I am frequently working at the counter in the kitchen throughout the day — doing dishes, preparing snacks and meals, etc.  L, of course, wants to be exactly where I am.  At all moments of the day.  So she used to spend that time hanging onto my legs while whining.  She didn’t know what I was doing up there, but she wanted to be part of it.  So I had my husband build a helper tower (using these plans he found online) — you can buy a helper tower for well over $100 dollars online, or you can find someone handy to build it for just the cost of materials.

This tower has steps like a ladder on all four sides, so the child can get into it by herself.  The platform allows the child to be able to reach the counter (and it’s adjustable to three heights!), while the guardrails ensure that she won’t fall off.  L loves this thing, and we use it at least 3 or 4 times a day — even more when we are baking something in addition to preparing meals.

Toddlers have eyes like a hawk.  L has been especially blessed with hawk-like eyes, and I frequently find her imitating things that she must have seen us doing but that I have no recollection of doing in front of her.  So let them imitate!  Your toddler is perfectly capable of helping you stir cookie dough or pour in the oil for brownie batter — with your help, of course!  Just keep in mind that baking is a science, and you may not have the correct proportions still in the bowl by the time it’s ready to bake.  I’ve ended up with some wonky cookies that way, but the learning is all in the process, anyway, and not in the results.

L recently used the tower to help make some salt dough for a Father’s Day present.  She loves stirring in all of the recipes we use, and she is pretty good at doing it without making too much of a mess.  Then again, making a mess provides an opportunity for her to clean up her mess — I hand her a wet paper towel and she wipes as much of the counter as she can reach, as well as her arms, hands, face, legs, and feet, whether they’re dirty or not.  Another favorite activity of hers is lining muffin tins with paper muffin liners — she doesn’t need any help with that, and it satisfies her to fill each cup.
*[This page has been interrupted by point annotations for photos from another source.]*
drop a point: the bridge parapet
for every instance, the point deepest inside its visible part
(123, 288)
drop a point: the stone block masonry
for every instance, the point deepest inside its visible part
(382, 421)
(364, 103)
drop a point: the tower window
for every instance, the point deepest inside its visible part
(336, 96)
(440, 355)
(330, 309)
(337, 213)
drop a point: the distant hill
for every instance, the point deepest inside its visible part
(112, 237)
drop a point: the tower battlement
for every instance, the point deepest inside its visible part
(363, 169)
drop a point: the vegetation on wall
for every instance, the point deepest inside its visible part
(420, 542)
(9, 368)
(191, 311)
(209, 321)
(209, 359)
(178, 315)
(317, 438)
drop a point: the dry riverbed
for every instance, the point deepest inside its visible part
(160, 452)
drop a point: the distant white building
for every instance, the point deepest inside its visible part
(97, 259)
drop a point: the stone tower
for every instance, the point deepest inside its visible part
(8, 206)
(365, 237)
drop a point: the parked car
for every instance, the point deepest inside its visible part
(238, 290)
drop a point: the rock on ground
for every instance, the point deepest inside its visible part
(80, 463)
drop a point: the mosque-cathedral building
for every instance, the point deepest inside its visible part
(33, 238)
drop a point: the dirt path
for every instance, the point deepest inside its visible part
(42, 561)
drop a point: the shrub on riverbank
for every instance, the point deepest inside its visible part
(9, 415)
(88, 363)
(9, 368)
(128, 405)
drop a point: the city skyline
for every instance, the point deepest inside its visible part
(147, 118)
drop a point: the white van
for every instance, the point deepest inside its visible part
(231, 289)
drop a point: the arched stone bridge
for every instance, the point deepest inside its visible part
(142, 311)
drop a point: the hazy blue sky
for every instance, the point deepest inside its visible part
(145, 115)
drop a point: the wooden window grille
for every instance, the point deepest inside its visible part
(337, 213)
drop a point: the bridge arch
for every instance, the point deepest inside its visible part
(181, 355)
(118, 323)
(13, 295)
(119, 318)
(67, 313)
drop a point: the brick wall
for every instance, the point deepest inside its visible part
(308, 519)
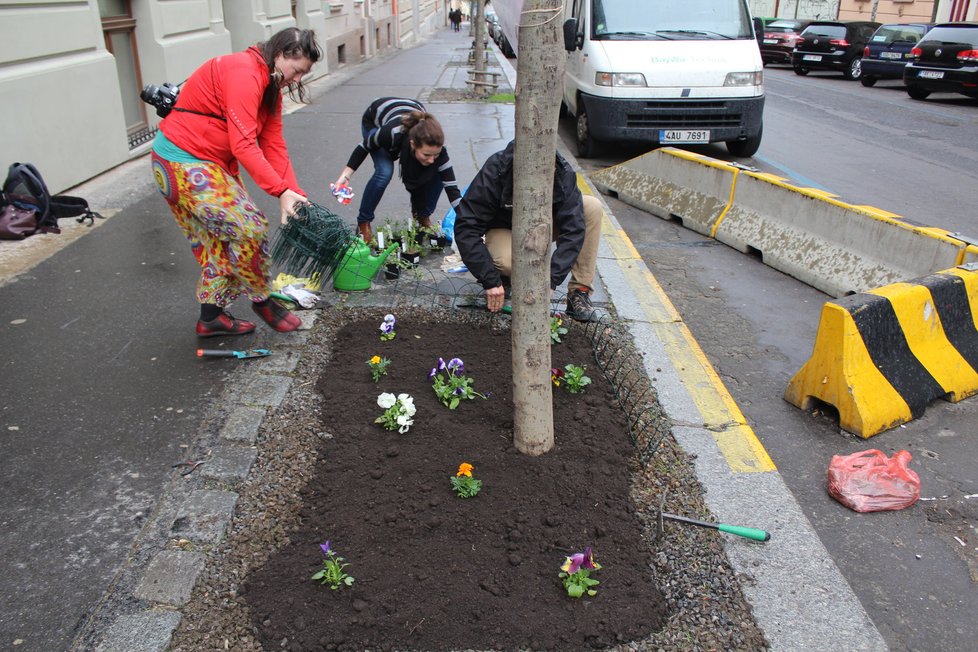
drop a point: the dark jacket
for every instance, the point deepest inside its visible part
(488, 204)
(382, 121)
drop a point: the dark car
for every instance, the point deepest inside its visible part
(944, 61)
(833, 45)
(888, 51)
(779, 39)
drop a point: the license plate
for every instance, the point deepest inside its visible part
(684, 136)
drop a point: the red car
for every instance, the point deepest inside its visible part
(780, 37)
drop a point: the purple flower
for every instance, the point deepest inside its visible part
(580, 560)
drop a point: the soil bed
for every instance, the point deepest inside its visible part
(435, 572)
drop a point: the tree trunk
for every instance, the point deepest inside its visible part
(540, 73)
(479, 50)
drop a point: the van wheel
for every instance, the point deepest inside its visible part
(917, 93)
(747, 147)
(586, 146)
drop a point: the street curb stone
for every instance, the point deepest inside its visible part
(242, 424)
(148, 631)
(170, 577)
(205, 514)
(229, 463)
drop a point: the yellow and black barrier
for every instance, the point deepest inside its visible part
(882, 356)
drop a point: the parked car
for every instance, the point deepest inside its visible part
(780, 37)
(944, 61)
(888, 50)
(833, 45)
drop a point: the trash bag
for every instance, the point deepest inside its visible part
(870, 481)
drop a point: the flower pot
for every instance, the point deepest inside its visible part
(437, 242)
(412, 258)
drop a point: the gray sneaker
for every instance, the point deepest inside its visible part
(580, 308)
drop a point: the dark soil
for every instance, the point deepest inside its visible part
(436, 572)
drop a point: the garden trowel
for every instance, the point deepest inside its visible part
(226, 353)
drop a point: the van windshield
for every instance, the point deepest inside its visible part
(670, 20)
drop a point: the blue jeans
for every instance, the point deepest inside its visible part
(373, 192)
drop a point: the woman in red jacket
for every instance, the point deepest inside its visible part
(229, 113)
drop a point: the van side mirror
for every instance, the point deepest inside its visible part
(572, 40)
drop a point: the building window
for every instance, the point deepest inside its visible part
(119, 31)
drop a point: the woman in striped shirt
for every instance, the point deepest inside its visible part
(399, 129)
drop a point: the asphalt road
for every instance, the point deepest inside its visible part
(871, 146)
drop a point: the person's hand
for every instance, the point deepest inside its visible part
(495, 298)
(289, 201)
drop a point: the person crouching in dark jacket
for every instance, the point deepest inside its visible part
(484, 233)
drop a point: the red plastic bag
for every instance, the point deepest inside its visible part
(872, 482)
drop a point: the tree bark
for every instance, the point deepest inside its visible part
(540, 73)
(479, 50)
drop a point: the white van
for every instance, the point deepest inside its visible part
(663, 72)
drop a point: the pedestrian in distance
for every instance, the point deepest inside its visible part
(484, 233)
(400, 129)
(229, 115)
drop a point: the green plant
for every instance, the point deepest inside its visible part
(398, 412)
(576, 571)
(557, 328)
(378, 367)
(449, 383)
(464, 484)
(332, 572)
(572, 377)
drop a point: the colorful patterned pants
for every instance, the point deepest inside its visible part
(228, 234)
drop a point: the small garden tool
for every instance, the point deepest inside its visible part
(226, 353)
(739, 530)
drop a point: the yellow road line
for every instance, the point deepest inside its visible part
(736, 440)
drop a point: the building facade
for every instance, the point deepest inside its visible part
(71, 71)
Finally, the tower is a great place for L to taste new foods while I’m preparing them for the family.  Sometimes I put new foods on L’s plate and she takes one bite and then refuses to eat more.  When I try the same food in the tower, after she watches me wash and peel a cucumber, for example, she eats it!

L is only 16 months old, and what I’ve described above is about all that she is capable of in the kitchen for now.  In a few months, I’ll have to get her a dull knife (like an apple crinkle cutter knife) so she can help me cut fruits and veggies and take even more ownership in the kitchen.